Do zagadnienia tego jeszcze wrócimy. W tym miejscu należy bowiem przejść do kwestii wspomnianej w tytule prowokacji, która, choć wątpliwa moralnie, jest – jak słusznie zwraca się uwagę w doktrynie prawa – odpowiedzią na obawy społeczeństwa przed przestępczością zorganizowaną oraz przed różnego rodzaju, niewystępującymi wcześniej zjawiskami kryminalnymi jak terroryzm czy handel żywym towarem. Skłoniło to ustawodawcę, nie tylko zresztą polskiego do wprowadzenia wielu metod pozyskiwania dowodów w sposób nazwijmy to niekonwencjonalny, którymi organy ścigania starają się przyszpilić przestępców. Nie bez powodu używamy takiego sformułowania. Celem, ale i uzasadnieniem stosowania prowokacji (zakupu kontrolowanego), jest bowiem potwierdzenie faktu popełnienia przestępstwa. Wszystkie, dosyć liczne ustawy, w których zawarta jest tego rodzaju regulacja, jako podstawowy warunek wszczęcia procedury uzyskania zgody sądu na wykorzystanie danej metody, dekretują ten, aby istniały już wiarygodne informacje o popełnionym przestępstwie. Bez istnienia takich danych, stosowanie prowokacji lub zakupu kontrolowanego, jest w polskim systemie prawnym zabronione. Zabronione, ponieważ nie ma zgody na to, by organy państwa testowały uczciwość swych obywateli.

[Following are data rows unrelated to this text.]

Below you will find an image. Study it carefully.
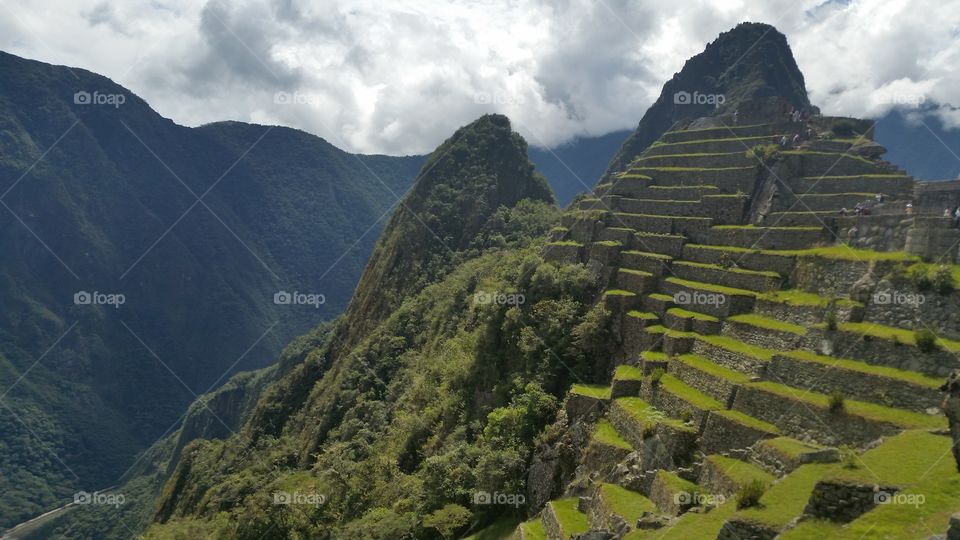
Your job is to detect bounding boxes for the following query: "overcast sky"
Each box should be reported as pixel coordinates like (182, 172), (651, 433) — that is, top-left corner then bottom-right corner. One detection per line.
(2, 0), (959, 155)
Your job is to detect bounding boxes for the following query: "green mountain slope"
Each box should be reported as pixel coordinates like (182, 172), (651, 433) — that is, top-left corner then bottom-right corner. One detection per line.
(0, 50), (424, 528)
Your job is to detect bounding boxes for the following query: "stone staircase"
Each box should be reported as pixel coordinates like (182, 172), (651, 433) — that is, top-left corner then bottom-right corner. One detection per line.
(527, 113), (960, 539)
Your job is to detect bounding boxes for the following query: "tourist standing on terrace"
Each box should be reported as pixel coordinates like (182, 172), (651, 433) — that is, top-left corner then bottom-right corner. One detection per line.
(941, 371), (960, 472)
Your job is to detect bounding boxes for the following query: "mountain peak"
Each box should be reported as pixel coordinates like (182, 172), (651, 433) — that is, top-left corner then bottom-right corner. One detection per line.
(342, 113), (554, 341)
(602, 22), (810, 180)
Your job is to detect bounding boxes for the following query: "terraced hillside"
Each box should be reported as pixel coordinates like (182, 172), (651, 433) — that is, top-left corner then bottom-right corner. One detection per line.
(530, 105), (960, 538)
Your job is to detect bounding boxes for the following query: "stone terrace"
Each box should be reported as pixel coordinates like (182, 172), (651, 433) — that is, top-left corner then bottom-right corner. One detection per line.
(527, 110), (960, 539)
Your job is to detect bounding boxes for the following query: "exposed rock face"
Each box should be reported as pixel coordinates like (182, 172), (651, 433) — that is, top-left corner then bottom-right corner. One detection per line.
(602, 22), (812, 181)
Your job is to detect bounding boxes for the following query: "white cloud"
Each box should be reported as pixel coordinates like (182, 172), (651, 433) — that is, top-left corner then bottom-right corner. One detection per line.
(2, 0), (959, 154)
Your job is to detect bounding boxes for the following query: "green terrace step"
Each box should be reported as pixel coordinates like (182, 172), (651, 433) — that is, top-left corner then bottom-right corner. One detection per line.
(623, 310), (661, 352)
(831, 322), (960, 377)
(633, 151), (757, 169)
(838, 321), (960, 354)
(660, 277), (757, 318)
(621, 250), (673, 275)
(650, 374), (724, 430)
(765, 210), (835, 227)
(701, 409), (781, 454)
(663, 307), (721, 334)
(642, 293), (676, 317)
(611, 364), (644, 398)
(670, 353), (750, 405)
(566, 384), (612, 419)
(543, 498), (590, 539)
(640, 350), (670, 374)
(681, 244), (797, 276)
(599, 183), (720, 201)
(609, 212), (712, 238)
(670, 260), (783, 292)
(616, 268), (658, 295)
(659, 122), (804, 144)
(581, 419), (634, 475)
(517, 519), (547, 540)
(597, 175), (654, 197)
(731, 379), (943, 446)
(777, 431), (960, 540)
(706, 225), (826, 250)
(755, 437), (833, 473)
(603, 289), (640, 312)
(643, 134), (783, 156)
(767, 350), (944, 412)
(608, 397), (697, 462)
(779, 192), (878, 212)
(790, 174), (913, 198)
(698, 454), (776, 498)
(648, 469), (702, 515)
(779, 150), (892, 176)
(688, 332), (775, 375)
(615, 197), (704, 216)
(621, 166), (756, 194)
(596, 229), (687, 258)
(723, 313), (807, 351)
(587, 483), (659, 533)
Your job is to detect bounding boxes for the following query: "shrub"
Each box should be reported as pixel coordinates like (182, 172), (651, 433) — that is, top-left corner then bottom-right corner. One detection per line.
(824, 306), (838, 331)
(909, 265), (933, 291)
(831, 119), (860, 137)
(736, 479), (767, 509)
(915, 328), (939, 353)
(679, 409), (693, 424)
(828, 389), (845, 413)
(746, 144), (781, 164)
(840, 445), (859, 469)
(933, 265), (955, 294)
(649, 367), (665, 385)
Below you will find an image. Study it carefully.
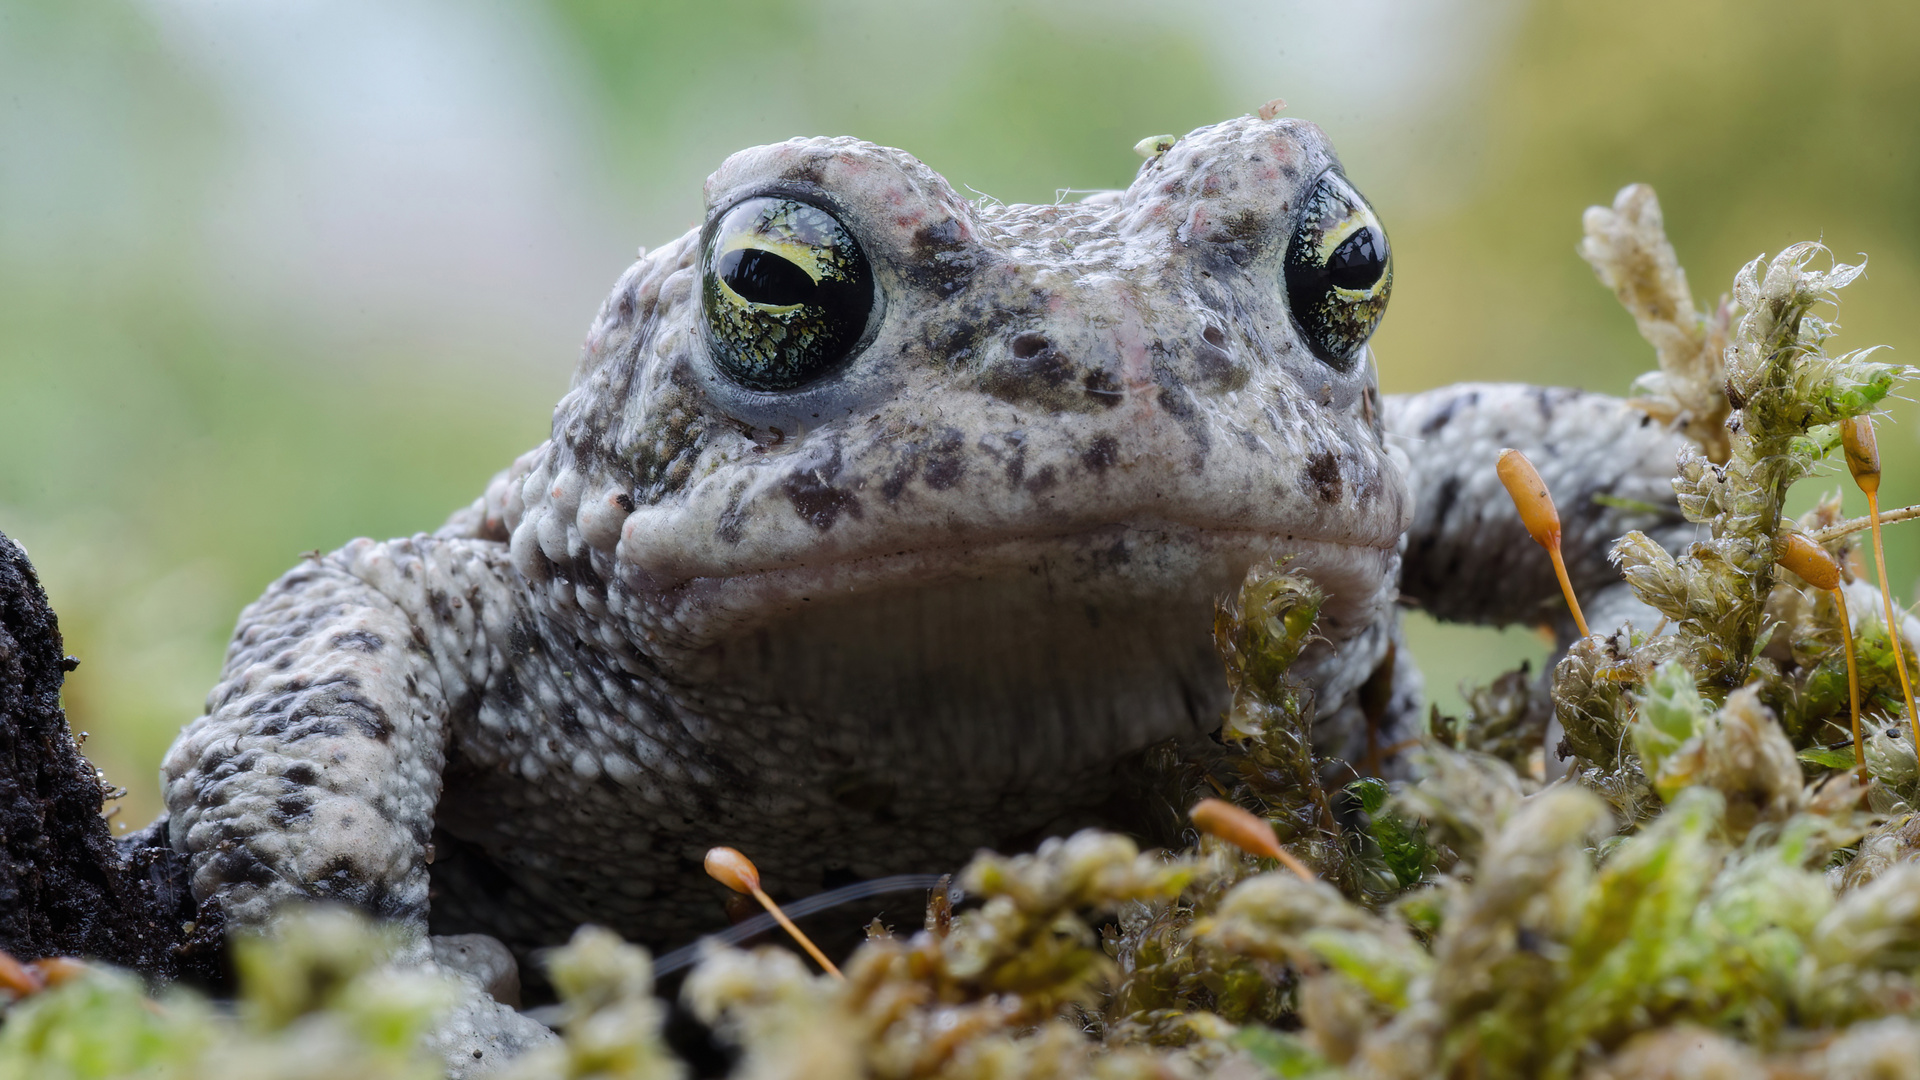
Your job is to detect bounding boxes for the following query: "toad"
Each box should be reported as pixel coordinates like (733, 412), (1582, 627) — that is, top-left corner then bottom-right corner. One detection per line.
(160, 114), (1687, 1066)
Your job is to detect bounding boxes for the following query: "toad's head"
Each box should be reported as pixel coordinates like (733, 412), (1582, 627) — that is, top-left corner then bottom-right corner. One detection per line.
(504, 115), (1411, 777)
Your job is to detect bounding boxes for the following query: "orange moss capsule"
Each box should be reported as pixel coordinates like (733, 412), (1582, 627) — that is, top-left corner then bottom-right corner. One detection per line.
(26, 957), (86, 988)
(1842, 416), (1918, 752)
(0, 949), (43, 998)
(704, 846), (762, 895)
(1778, 534), (1864, 780)
(1496, 449), (1592, 638)
(1190, 798), (1317, 884)
(1496, 448), (1560, 549)
(703, 846), (843, 980)
(1777, 533), (1841, 591)
(1842, 415), (1882, 496)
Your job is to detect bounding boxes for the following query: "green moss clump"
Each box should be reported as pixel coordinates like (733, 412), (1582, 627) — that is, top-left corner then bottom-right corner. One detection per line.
(0, 908), (457, 1080)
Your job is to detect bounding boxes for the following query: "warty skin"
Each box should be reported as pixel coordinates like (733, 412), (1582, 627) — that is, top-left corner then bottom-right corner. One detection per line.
(158, 116), (1691, 1069)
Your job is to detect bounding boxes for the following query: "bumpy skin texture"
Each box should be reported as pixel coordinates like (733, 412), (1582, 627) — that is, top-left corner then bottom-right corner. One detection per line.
(159, 117), (1691, 1058)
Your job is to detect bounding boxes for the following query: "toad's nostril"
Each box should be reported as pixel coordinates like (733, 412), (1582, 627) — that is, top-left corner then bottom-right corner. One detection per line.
(1202, 325), (1227, 348)
(1010, 333), (1051, 360)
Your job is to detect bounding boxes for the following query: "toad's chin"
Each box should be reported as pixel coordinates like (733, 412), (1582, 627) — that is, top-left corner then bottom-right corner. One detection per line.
(613, 523), (1398, 777)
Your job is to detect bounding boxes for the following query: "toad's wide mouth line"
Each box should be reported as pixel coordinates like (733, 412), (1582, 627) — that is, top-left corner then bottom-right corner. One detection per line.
(626, 519), (1396, 648)
(655, 519), (1387, 593)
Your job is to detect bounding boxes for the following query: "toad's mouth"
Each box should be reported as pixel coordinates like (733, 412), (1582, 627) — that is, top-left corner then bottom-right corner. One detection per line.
(625, 520), (1391, 647)
(611, 521), (1397, 781)
(619, 521), (1397, 746)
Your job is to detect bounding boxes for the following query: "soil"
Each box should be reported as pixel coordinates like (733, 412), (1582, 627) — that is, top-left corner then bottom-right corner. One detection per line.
(0, 530), (226, 985)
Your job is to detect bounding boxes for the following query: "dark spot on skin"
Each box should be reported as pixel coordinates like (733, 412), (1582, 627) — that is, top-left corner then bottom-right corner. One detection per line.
(330, 630), (385, 654)
(783, 462), (863, 531)
(1305, 449), (1343, 502)
(1428, 477), (1462, 536)
(312, 856), (411, 920)
(983, 342), (1075, 403)
(556, 702), (585, 739)
(1081, 436), (1119, 474)
(1192, 329), (1244, 389)
(779, 159), (824, 186)
(1420, 391), (1476, 435)
(208, 845), (277, 888)
(244, 675), (382, 743)
(194, 747), (233, 783)
(923, 428), (967, 490)
(509, 621), (537, 659)
(1025, 465), (1058, 493)
(1207, 209), (1268, 265)
(1155, 384), (1194, 420)
(1003, 443), (1026, 486)
(979, 319), (1126, 416)
(284, 764), (318, 785)
(1147, 351), (1213, 468)
(304, 687), (392, 742)
(274, 793), (313, 823)
(880, 449), (922, 502)
(615, 290), (634, 325)
(1532, 387), (1558, 422)
(615, 492), (636, 512)
(715, 484), (749, 545)
(1089, 540), (1130, 572)
(1083, 368), (1124, 408)
(904, 219), (978, 297)
(497, 667), (524, 705)
(927, 321), (983, 370)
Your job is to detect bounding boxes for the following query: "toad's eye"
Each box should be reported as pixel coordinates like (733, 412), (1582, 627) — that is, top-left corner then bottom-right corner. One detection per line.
(1283, 171), (1391, 372)
(702, 196), (874, 392)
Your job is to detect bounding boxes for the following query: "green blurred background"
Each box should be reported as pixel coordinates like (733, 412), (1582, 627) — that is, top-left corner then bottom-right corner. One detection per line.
(3, 0), (1915, 826)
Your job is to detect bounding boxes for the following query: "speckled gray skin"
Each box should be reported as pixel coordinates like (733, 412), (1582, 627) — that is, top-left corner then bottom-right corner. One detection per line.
(160, 116), (1691, 1067)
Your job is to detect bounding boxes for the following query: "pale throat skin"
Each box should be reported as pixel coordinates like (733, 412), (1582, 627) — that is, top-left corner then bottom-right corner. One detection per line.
(159, 116), (1689, 1054)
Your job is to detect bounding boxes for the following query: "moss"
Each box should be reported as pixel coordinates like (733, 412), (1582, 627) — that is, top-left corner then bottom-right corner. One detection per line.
(0, 908), (454, 1080)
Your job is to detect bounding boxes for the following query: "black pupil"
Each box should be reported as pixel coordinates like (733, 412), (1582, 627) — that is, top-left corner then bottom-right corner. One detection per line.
(1326, 227), (1387, 290)
(719, 248), (816, 306)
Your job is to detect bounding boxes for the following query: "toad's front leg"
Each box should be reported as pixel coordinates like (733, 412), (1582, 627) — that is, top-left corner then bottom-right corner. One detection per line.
(162, 542), (454, 932)
(1384, 382), (1695, 636)
(160, 536), (553, 1073)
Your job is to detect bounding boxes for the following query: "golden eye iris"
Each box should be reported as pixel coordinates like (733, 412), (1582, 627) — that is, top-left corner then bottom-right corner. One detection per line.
(1283, 171), (1392, 371)
(702, 196), (874, 392)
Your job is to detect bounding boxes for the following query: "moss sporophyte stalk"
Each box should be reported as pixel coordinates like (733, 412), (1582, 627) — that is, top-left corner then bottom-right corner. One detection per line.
(8, 189), (1920, 1078)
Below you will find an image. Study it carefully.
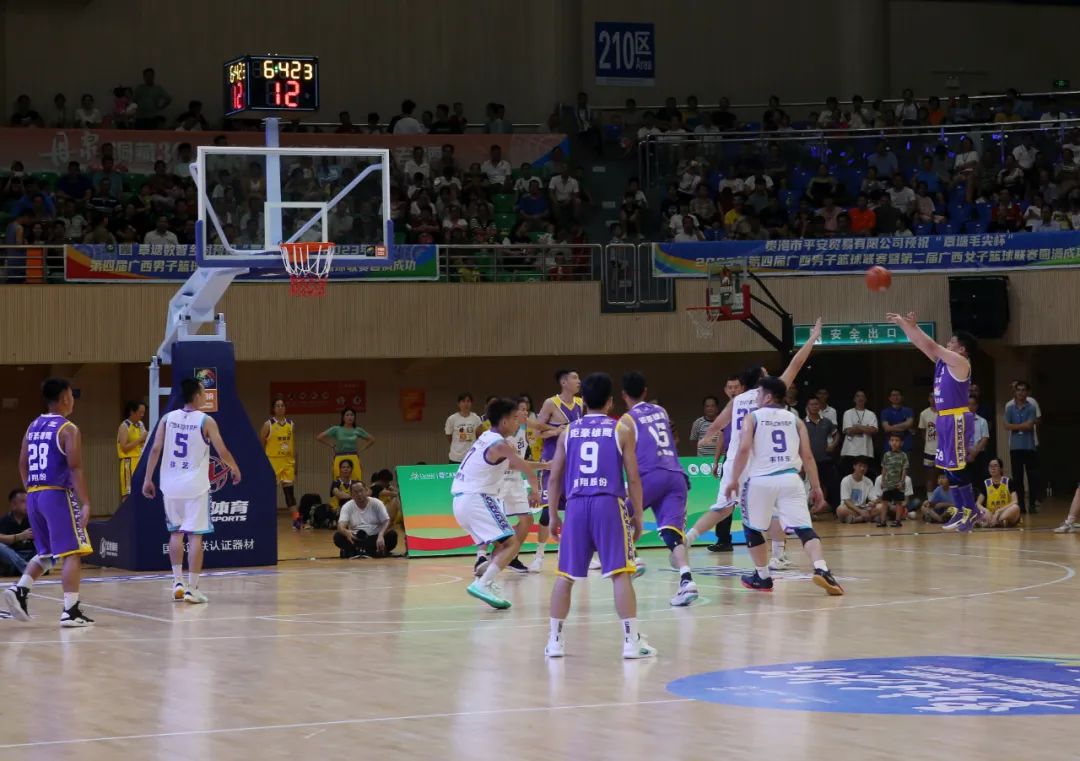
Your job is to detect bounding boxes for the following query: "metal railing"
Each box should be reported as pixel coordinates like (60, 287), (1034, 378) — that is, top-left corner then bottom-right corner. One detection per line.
(589, 89), (1080, 120)
(0, 244), (67, 283)
(436, 243), (602, 282)
(638, 118), (1080, 190)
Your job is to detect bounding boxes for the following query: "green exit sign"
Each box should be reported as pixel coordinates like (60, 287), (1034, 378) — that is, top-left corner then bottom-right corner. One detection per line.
(1053, 78), (1070, 90)
(795, 321), (936, 347)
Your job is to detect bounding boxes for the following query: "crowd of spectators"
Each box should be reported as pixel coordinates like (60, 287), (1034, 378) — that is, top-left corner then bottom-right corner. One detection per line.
(631, 90), (1080, 244)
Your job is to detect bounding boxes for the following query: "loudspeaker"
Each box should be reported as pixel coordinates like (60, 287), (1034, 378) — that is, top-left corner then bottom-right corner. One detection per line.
(948, 276), (1009, 339)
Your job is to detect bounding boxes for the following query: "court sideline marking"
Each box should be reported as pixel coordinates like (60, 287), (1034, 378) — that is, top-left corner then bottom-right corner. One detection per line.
(0, 698), (694, 750)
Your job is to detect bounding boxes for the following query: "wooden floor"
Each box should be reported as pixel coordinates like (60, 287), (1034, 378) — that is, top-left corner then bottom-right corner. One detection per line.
(2, 509), (1080, 761)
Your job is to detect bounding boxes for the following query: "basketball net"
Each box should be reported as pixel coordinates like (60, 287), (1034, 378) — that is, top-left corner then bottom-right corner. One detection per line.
(279, 241), (336, 298)
(687, 306), (726, 340)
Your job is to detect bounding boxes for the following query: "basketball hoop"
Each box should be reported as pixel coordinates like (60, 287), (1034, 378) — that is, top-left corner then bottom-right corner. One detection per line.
(686, 306), (728, 340)
(279, 241), (336, 298)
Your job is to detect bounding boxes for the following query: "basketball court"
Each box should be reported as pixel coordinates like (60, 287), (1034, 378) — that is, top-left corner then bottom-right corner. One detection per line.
(1, 516), (1078, 759)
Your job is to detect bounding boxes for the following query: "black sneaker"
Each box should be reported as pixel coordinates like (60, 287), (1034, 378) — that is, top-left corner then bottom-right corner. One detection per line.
(60, 603), (95, 628)
(474, 556), (489, 577)
(812, 568), (845, 596)
(707, 542), (734, 553)
(3, 585), (30, 621)
(507, 557), (529, 574)
(740, 571), (774, 592)
(888, 520), (902, 528)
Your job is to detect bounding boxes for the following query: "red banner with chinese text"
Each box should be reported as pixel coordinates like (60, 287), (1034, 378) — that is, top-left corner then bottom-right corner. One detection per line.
(270, 381), (366, 415)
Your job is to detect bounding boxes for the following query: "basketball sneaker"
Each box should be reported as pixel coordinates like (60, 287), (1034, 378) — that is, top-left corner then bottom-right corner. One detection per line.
(466, 580), (511, 610)
(3, 585), (30, 622)
(622, 634), (658, 659)
(740, 571), (774, 591)
(633, 558), (646, 578)
(589, 556), (602, 571)
(707, 541), (733, 552)
(184, 589), (209, 605)
(474, 556), (490, 577)
(527, 555), (544, 573)
(670, 580), (699, 607)
(769, 553), (794, 571)
(507, 558), (529, 574)
(291, 517), (302, 531)
(942, 507), (973, 531)
(1053, 521), (1079, 534)
(60, 603), (94, 627)
(544, 638), (566, 658)
(172, 581), (185, 601)
(812, 568), (845, 595)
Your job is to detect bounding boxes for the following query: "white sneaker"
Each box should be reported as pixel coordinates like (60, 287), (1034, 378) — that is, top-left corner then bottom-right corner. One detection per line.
(670, 580), (699, 607)
(633, 558), (646, 578)
(589, 556), (602, 571)
(172, 582), (185, 601)
(623, 635), (658, 659)
(1053, 521), (1078, 534)
(769, 553), (794, 571)
(184, 589), (208, 605)
(544, 639), (566, 658)
(528, 555), (544, 573)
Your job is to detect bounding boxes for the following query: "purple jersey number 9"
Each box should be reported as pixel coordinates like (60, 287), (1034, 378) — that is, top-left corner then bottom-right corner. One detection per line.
(771, 429), (786, 453)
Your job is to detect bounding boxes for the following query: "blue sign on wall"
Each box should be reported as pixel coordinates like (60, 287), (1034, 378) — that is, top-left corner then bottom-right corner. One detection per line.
(667, 656), (1080, 715)
(594, 22), (655, 86)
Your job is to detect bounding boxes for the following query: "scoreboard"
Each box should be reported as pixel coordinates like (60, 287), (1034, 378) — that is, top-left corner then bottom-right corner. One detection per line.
(224, 55), (319, 116)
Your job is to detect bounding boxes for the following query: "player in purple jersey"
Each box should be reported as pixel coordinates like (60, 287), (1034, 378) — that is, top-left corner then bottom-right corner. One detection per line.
(886, 312), (979, 532)
(620, 371), (698, 606)
(529, 368), (584, 572)
(545, 373), (656, 659)
(3, 378), (94, 627)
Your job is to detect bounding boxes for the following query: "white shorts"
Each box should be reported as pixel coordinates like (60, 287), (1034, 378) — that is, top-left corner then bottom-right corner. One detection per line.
(499, 487), (532, 517)
(743, 472), (812, 532)
(453, 493), (514, 545)
(711, 464), (747, 511)
(164, 493), (213, 535)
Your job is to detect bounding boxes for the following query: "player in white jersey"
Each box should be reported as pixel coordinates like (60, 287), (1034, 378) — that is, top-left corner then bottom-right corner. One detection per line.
(452, 397), (541, 609)
(685, 318), (822, 567)
(142, 378), (241, 604)
(724, 376), (843, 595)
(483, 398), (546, 576)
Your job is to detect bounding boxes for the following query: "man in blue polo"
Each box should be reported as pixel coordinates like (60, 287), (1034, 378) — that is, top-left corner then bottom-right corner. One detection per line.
(880, 388), (914, 456)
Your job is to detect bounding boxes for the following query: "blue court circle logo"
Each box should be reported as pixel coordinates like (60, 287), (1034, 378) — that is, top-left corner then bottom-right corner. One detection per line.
(667, 656), (1080, 715)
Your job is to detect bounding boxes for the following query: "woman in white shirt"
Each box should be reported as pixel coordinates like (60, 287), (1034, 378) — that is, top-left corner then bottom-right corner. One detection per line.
(74, 94), (102, 128)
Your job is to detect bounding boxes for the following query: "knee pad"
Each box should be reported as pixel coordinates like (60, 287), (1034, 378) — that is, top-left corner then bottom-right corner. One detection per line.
(539, 507), (550, 527)
(659, 527), (683, 551)
(744, 527), (766, 548)
(794, 527), (818, 545)
(33, 555), (55, 573)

Wiążą się z tym jednak pewne, bardzo istotne konsekwencje. Wśród nich na pierwszym miejscu trzeba wskazać tę, iż co do zasady dowody uzyskane w trakcie prowokacji (zakupu kontrolowanego), nie mogą służyć formułowaniu zarzutu o popełnienie innego, kolejnego przestępstwa poza tym, które było podstawą zgody sądu. Nie może być nim (a zwłaszcza wyłącznie) przestępstwo sprowokowane. Oczywiście, warunek ów bardzo często jest trudny do utrzymania, zwłaszcza gdy w grę wchodzi kwestia ciągłości zachowań lub podobieństwo czynów. W takich przypadkach z uzyskanego materiału dowodowego nie sposób wyłączyć tych, które wskazują na kolejne, równie groźne przestępstwo. Niemniej bez dbałości o respektowanie powyższej zasady nie uchronimy się przed problemami, jakie były udziałem organów ścigania w sprawie, która do pewnego stopnia stała się kanwą tych rozważań.

Kontrola rozproszona

Problemów tych może zresztą przybywać. A to za sprawą poglądu ukutego przez części doktryny, która w obawie, że art. 168a k.p.k. dał organom ścigania swego rodzaju carte blanche na stosowanie metod rodem z orwellowskiego 1984 wywodzi, iż dowód może zostać uznany za niedopuszczalny, również, gdy został uzyskany z naruszeniem przepisów postępowania lub za pomocą czynu zabronionego przy jednoczesnym naruszeniu przepisów Konstytucji RP (Komentarz do art. 168a k.p.k., red. A. Sakowicz). Jak była już o tym mowa, przyjmując taki pogląd, sąd w każdym przypadku, stykając się z tego rodzaju dowodem, powinien wobec tego badać, czy sposób jego uzyskania, ale i on sam (w znaczeniu środka dowodowego), nie narusza którejś z konstytucyjnych wartości. W ten sposób doszłoby jednak do odwrócenia zasady zawartej w art. 168a k.p.k. Na tym jednak nie koniec. Powołując się na orzecznictwo SN, dowodzi, że ad causu sąd sam może stwierdzić niekonstytucyjność art. 168a k.p.k. Wyprowadzając ów pogląd z domniemania konstytucyjności określonej normy prawnej, autor dowodzi, że jeżeli interpretator nie znajdzie wykładni gwarantującej zgodność z konstytucją, sam może zakwestionować legalność przepisu. Jest to wyrazem prawa do tzw. kontroli rozproszonej, która to teoria robi dziś nie mniejszą karierę niż nielegalność dowodów.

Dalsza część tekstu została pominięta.